闻言唐依儿竟然扑通一声跪下了,言辞诚恳的道,“老夫人,依儿心里清楚的很,我也很感激老夫人给我的这一次机会,我答应过老夫人什么,我一定会做到的,还望老夫人给我一次尽孝的机会,既然我娘犯了错,就一定要受罚,老夫人,请让我带我娘受罚吧。依儿愿意替娘去思过堂。”
唐依儿最后这几句至情至深自以为感人肺腑的话非但没让姨奶奶高兴,反而令她心底更冷,脸色也更加难堪起来,她呆呆的低头站着。紧紧攥着拳头,一句求饶的话都说不出来。
唐依儿刚进门不过几天,当然不知道老夫人什么性子,又仗着自己在京城里呆过,见识广,自认为话说的是滴水不漏,自是能表达一片诚孝之心。
老夫人却不这么想,唐依儿这么做无疑是在挑战她当家人的权威,更是暗指老夫人虐待姨奶奶,不顾姨奶奶初愈病体罚其去思过堂。唐依儿的这番话无疑是在火上浇油,让老夫人原本压抑的怒火噌的一下烧起来,她目光更加冰冷,直直射在跪在地上的那一团鹅黄色上,这大团的黄色自是十分是扎眼。
老夫人嘴角反而挂上了一丝笑,不紧不慢的道,“唐依儿,真亏了你有这番孝心,好好,确实好。”
唐依儿听到这一连串的赞好心里暗暗自喜,甚至挂上了一丝得意的笑,但老夫人连说了三个好之后话锋陡然转变,“既然你孝心一片,自是不能驳了你这番好意,那你就陪着你母亲去思过堂跪上三天吧。”
唐依儿猛的抬头看着老夫人,这话的意思岂不是要惩罚她跟姨奶奶两个人?她不明白,她说错话了么?
姨奶奶脸色瞬间变得刷白,三天?连跪三天?这还是要她老命了?她犯了什么大错竟要受这这么重的惩罚?即使她骗了老夫人即使她默许了唐依儿进门,但唐依儿进不进门决定权不是还在老夫人手里么?老夫人不是也同意了么?为什么这错就全在她一人身上了?错?错又在哪里?难道让唐依儿进门就这么的天理不容么?这么罚她,她不服。
姨奶奶脸上的神情丝毫不差的被老夫人纳入眼底。
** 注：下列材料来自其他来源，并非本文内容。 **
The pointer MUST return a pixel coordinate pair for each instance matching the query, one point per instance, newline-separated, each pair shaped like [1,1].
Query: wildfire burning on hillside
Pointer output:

但老夫人却兀自沉默着,再也不说话了。
唐依儿最先沉不住气了,她甚至以为是老夫人听错了她的意思,她仰着头看着老夫人,又将自己的意思重复了一遍,“老夫人,我愿意替我娘受罚。”
姨奶奶终于禁不住扫了一眼唐依儿,这么聪明机灵的人儿这会儿怎么如此糊涂?倘若不是她求情,老夫人罚的或许不是这么重态度更不会这么坚决。
老夫人冷冷一笑,“所以我让你陪你母亲一起去。”
姨奶奶嗫嚅道,“老夫人,依儿也是一片心意,她不懂得您的一片苦心,您莫要同她计较。”
老夫人横眼扫姨奶奶,“你是不是怪我罚的太重?”
姨奶奶忙着摇头,“老夫人罚的对。”
“不如将钱大夫唤来吧。”
老夫人的声音不高不低不紧不慢,却让姨奶奶后背陡然生出一股冰凉的寒意,心也跟着剧烈颤抖起来,原来这一切老夫人都已经知道了,她还有什么话可说?
姨奶奶毕竟是个聪明的人儿,老夫人既然不挑明来的说,就说明她并不想更多的人知道她做的这事,这已经算是给她保留了莫大的颜面。但如果她不识相,这颜面便会荡然无存了,所以她除了欣然接受老夫人的惩罚还要对老夫人感恩戴德。
姨奶奶朝前缓缓走了一步,弯起双膝,跪在地上,道了声,“老夫人,您罚的一点都不重,妾身谢过老夫人的体己之情。我这就去思过堂。”
老夫人看也没看她一眼,径自起身朝里间走去。
唐依儿却还在迷糊中,愣愣的跪在地上红着脸想要叫住老夫人。姨奶奶忙在一旁眼神示意她打住。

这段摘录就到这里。